Challenges: the new development policy in Germany

Development Policy14 Dec 2009Wilfried Steen

The development policy of the new Federal Government is characterized by some remarkable changes.

Even though development policy is the last point in the 130 page declaration of the coalition agreement of the government parties, there do not seem to be great changes in German development policy. The obvious emphasis is placed differently. The new government’s commitment to the Millennium Development Goals (MDGs) was noted with satisfaction, especially by the German non-governmental organization (NGO) community, but it is known from the past that a commitment to the MDGs is often just lip service, and there is no will to implement the ideas and to reach the targets. Also, experts agreed upon the focus on poverty reduction, but the new management raised some serious questions.

New heads of the ministry for Economic Cooperation and Development

The appointment as minister of the political all-rounder Dirk Niebel was surprising for two reasons: firstly, the Federal Democratic Party (FDP) wanted to incorporate this ministry into the Foreign Office, and secondly, there are capable personnel within the ranks of the FDP parliamentary group, in terms of development policy. But this is obviously not crucial in the political business. Similar questions must be asked about the appointment of Mrs Gudrun Kopp as the Parliamentary Secretary of State. She is an outstanding expert in energy issues, but up to now nobody has heard that she is committed to development policy.
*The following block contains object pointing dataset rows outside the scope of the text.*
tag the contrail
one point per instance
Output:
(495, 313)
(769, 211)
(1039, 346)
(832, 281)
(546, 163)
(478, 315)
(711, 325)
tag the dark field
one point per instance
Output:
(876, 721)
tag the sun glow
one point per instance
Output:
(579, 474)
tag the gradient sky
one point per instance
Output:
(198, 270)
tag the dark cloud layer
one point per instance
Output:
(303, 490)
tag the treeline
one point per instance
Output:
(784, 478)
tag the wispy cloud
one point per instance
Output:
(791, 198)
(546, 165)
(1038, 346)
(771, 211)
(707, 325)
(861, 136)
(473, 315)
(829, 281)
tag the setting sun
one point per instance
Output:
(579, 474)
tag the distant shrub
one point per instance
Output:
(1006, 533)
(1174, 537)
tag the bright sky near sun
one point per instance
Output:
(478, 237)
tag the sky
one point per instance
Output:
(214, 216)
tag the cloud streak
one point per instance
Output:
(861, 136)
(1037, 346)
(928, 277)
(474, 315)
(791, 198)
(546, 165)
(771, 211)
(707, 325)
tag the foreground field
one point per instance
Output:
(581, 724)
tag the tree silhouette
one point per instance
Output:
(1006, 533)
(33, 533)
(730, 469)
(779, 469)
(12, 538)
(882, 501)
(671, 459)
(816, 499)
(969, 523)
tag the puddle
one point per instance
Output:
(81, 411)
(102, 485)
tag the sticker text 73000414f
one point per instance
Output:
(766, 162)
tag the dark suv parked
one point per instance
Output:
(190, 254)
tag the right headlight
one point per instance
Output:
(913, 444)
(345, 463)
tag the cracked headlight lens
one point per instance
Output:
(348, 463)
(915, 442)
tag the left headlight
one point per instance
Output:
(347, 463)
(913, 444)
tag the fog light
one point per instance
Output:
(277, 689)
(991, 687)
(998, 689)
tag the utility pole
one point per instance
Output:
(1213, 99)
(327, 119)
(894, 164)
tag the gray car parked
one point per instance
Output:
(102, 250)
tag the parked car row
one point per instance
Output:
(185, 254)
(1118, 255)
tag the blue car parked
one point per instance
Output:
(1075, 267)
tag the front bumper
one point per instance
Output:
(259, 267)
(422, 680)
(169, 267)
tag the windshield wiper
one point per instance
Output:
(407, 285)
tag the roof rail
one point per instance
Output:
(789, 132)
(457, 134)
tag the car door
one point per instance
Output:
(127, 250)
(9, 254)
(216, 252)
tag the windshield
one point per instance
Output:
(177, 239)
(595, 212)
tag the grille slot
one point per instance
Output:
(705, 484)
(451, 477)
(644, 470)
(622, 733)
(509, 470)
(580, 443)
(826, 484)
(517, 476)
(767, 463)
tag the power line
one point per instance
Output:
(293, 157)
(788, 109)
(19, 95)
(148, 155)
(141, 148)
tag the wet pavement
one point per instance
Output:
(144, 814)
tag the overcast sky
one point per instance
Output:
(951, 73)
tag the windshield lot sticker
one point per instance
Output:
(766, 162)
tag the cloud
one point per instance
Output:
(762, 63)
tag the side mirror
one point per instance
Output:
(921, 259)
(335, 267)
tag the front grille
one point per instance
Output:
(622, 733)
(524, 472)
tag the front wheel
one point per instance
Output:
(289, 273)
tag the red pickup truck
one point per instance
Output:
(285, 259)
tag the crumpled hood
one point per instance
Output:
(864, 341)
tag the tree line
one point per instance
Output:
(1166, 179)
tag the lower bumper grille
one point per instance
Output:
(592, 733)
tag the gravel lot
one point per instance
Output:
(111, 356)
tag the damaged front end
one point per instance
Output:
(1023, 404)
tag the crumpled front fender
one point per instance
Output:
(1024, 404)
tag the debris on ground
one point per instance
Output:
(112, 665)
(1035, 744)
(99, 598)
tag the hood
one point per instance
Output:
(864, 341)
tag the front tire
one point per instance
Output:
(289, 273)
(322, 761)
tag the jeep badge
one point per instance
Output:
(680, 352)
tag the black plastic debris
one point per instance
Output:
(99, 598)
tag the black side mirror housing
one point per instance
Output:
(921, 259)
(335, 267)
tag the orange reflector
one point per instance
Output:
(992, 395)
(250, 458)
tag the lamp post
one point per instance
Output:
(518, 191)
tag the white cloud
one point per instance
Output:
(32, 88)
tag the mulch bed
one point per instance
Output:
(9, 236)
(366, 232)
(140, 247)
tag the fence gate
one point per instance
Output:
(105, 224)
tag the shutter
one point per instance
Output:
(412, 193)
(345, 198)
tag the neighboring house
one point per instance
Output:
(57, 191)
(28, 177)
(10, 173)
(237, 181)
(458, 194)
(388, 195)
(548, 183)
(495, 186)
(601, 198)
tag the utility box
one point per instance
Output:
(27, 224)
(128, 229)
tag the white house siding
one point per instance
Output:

For German development policy, this is certainly not an encouraging sign. But there is always the hope that new personnel will learn and discover the outstanding importance of strong development for the future of our planet.

The previous minister, Heidemarie Wieczorek-Zeul, always showed a very thorough knowledge of development issues. She knew all the tricks on the international stage. Especially in international conferences, she proved herself to be an expert and received a lot of recognition for German development policy at the international level. The new Minister of Development, Dirk Niebel, will do well to match with his predecessor and her excellent capabilities.

What should the focus of German development policy be in the future?

We must recognize democracy and the rule of law as central to human development. The new government emphasizes this, but draws few conclusions. However, Niebel has proved himself as a populist with flair, but not as a long-term thinker or development politician.

Fair world trade

Meanwhile, it is common knowledge that fair world trade can do more to combat poverty than many billions of aid.

It is striking that, although in some parts of the coalition treaty of coherent speech, an integral development policy for the German Government is not already visible. Developmental problems such as the free trade policy of the World Trade Organization, which led to a massive loss of jobs globally, are not mentioned. It is not evident that the new government wants to promote an equitable world trade. Trade policy should not lead to an increased competition for ever-decreasing wages in Germany and worldwide. The labour and human rights situation must be improved globally.

Peace building

Peace is the most important precondition for development worldwide. Without peace, all efforts to implement human development will fail. For instance, the hopeless situation in the Horn of Africa causes a lot of trouble. Multitudes of refugees overflow into southern Europe; more than half of the illegal migrants arriving by boat in Malta are young people from Somalia and Eritrea. You can’t stop this army of messengers of poverty and civil war. Simply discussing how to protect Europe from illegal migrants will not be enough. We urgently need a plan to give those people in serious trouble a real chance for a decent life – under the obedience of human rights – in their own country.


The international climate conference in Copenhagen brings an inflation of words and vocal declarations. Meanwhile, the knowledge has spread that concern about climate change is not only the concern of green environmentalists and cranks, but a necessity for the survival of our common world.

Above all, it is important that the countries make measurable pledges.

A draft text written by Denmark, the summit hosts, says the world should agree to halve greenhouse gas emissions by 2050 from 1990 levels as part of a UN climate pact. More and more states have overcome their hesitation and announced clear measures. For example, Singapore wants to cut carbon pollution by 16% versus projected business-as-usual levels by 2020. China pledges to reduce its carbon intensity (the amount of carbon dioxide emitted for each unit of GDP) by 40-45% percent by 2020, compared with 2005 levels. For China, this target is voluntary. India has revealed a target to cut its carbon intensity by 24% by 2020 compared with 2005 levels. These are no more than first steps, however, and far from sufficient.

After the conference, we will have to look at what is implemented. In many cases, funds have already been allocated, and have been repeatedly mentioned in the balance sheets. The federal government of Germany must commit to a legally-binding agreement on the climate. The industrial countries, which are the main causers of climate change, must support poor countries in the world through climate-friendly development; that is, contribute to enabling developing countries to invest in new, renewable energy sources and not put their money into outdated technologies.

I am aware that my brief contribution here is incomplete in all measures. My purpose is just to discuss some aspects of the current debate. NGOs such as the Church Development Service (Evangelischer Entwicklungsdienst) struggle to raise interest among the public and the church in these crucial themes. There are a lot of deaf ears around us, but a rising number of people accept that there must be more awareness in our society to make our world sustainable.